Q: How does humidity effect the performance of UV?

A: The CDC states that "UV lamps are less effective in areas with high relative humidity". The germicidal effectiveness of UV decreases sharply at a relative humidity above 65 - 70%.

Q: How does the distance of the contaminant from the UV lamp effect the ability of the lamp to disinfect the air?

A: There is a direct correlation between the distance of the contaminant from the lamp and the intensity with which it is irradiated. The higher the intensity with which it is irradiated. The higher the intensity of radiation, the more effective the air disinfection capability of the lamp.

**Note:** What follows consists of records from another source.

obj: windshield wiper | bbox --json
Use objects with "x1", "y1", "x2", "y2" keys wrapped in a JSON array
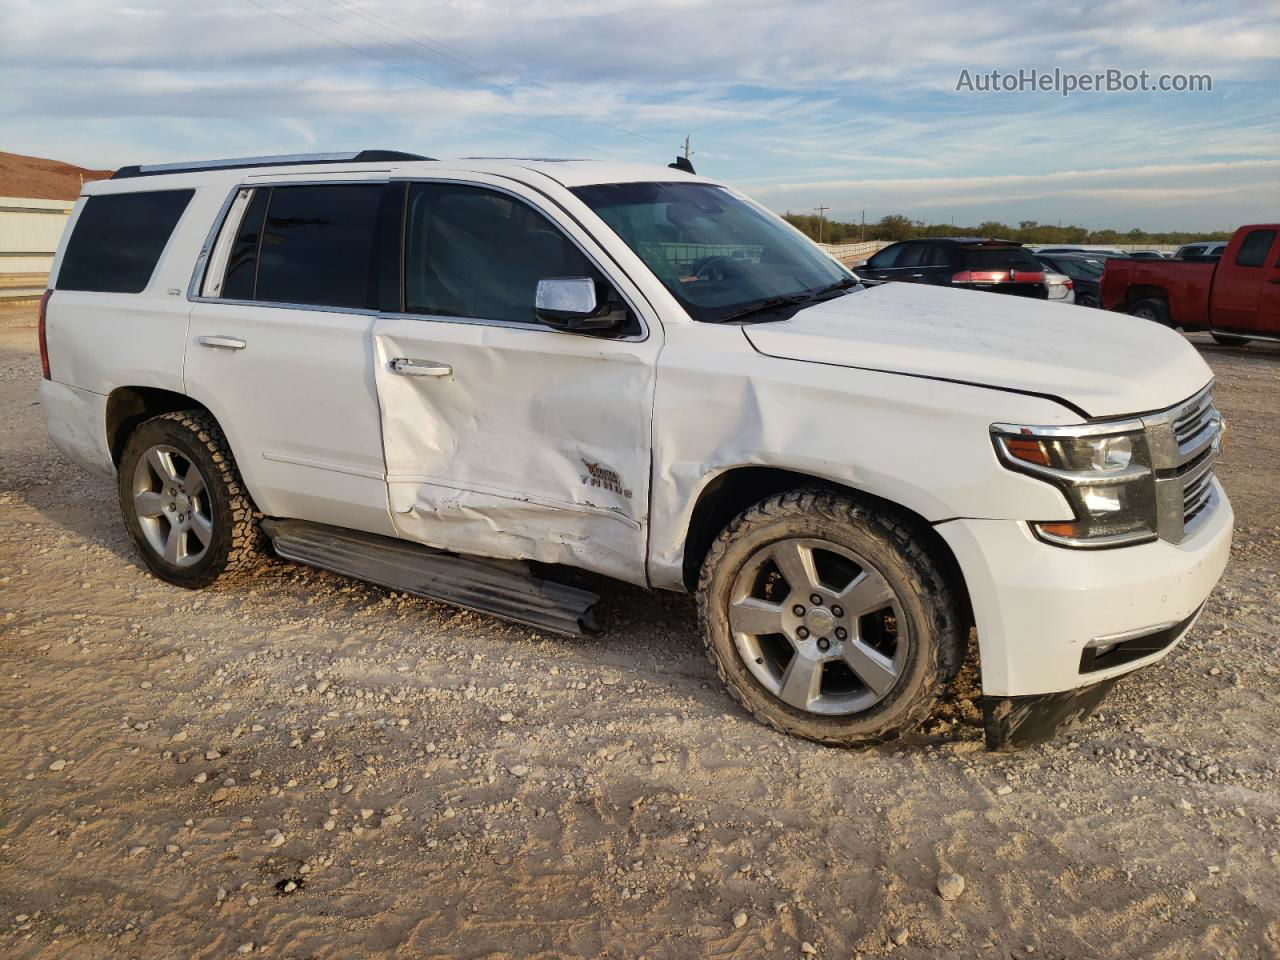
[
  {"x1": 810, "y1": 276, "x2": 859, "y2": 296},
  {"x1": 716, "y1": 277, "x2": 859, "y2": 324},
  {"x1": 716, "y1": 293, "x2": 814, "y2": 324}
]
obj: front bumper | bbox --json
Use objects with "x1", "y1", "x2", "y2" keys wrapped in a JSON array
[{"x1": 936, "y1": 483, "x2": 1232, "y2": 699}]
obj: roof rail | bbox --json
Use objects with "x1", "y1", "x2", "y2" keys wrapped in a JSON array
[{"x1": 111, "y1": 150, "x2": 433, "y2": 180}]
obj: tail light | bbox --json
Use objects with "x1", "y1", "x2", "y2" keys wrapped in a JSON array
[
  {"x1": 953, "y1": 269, "x2": 1047, "y2": 285},
  {"x1": 1063, "y1": 279, "x2": 1074, "y2": 291},
  {"x1": 38, "y1": 289, "x2": 52, "y2": 380},
  {"x1": 952, "y1": 270, "x2": 1009, "y2": 284}
]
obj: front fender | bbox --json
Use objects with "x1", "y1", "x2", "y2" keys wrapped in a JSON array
[{"x1": 646, "y1": 323, "x2": 1080, "y2": 590}]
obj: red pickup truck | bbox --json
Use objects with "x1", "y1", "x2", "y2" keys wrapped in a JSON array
[{"x1": 1102, "y1": 224, "x2": 1280, "y2": 344}]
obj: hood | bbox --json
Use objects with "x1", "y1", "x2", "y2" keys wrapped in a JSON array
[{"x1": 742, "y1": 282, "x2": 1212, "y2": 418}]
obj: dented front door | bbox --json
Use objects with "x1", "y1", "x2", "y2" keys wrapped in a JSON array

Q: How does dust in the air or on the lamp effect the ability of the UV lamp to disinfect the air?

A: Certain large dust particles in the air may shield  the TB bacteria from the UV radiation. Sometimes bacteria can attach itself to these particles and be shielded. Also, dust on the UV lamp itself can greatly reduce the intensity of the radiation given off by the lamp.

Q: How high should my ceiling be to install ceiling or wall mounted UV fixtures?

A: The California Department of Health Services recommends a minimum of a nine foot ceiling in order to achieve maximum effectiveness.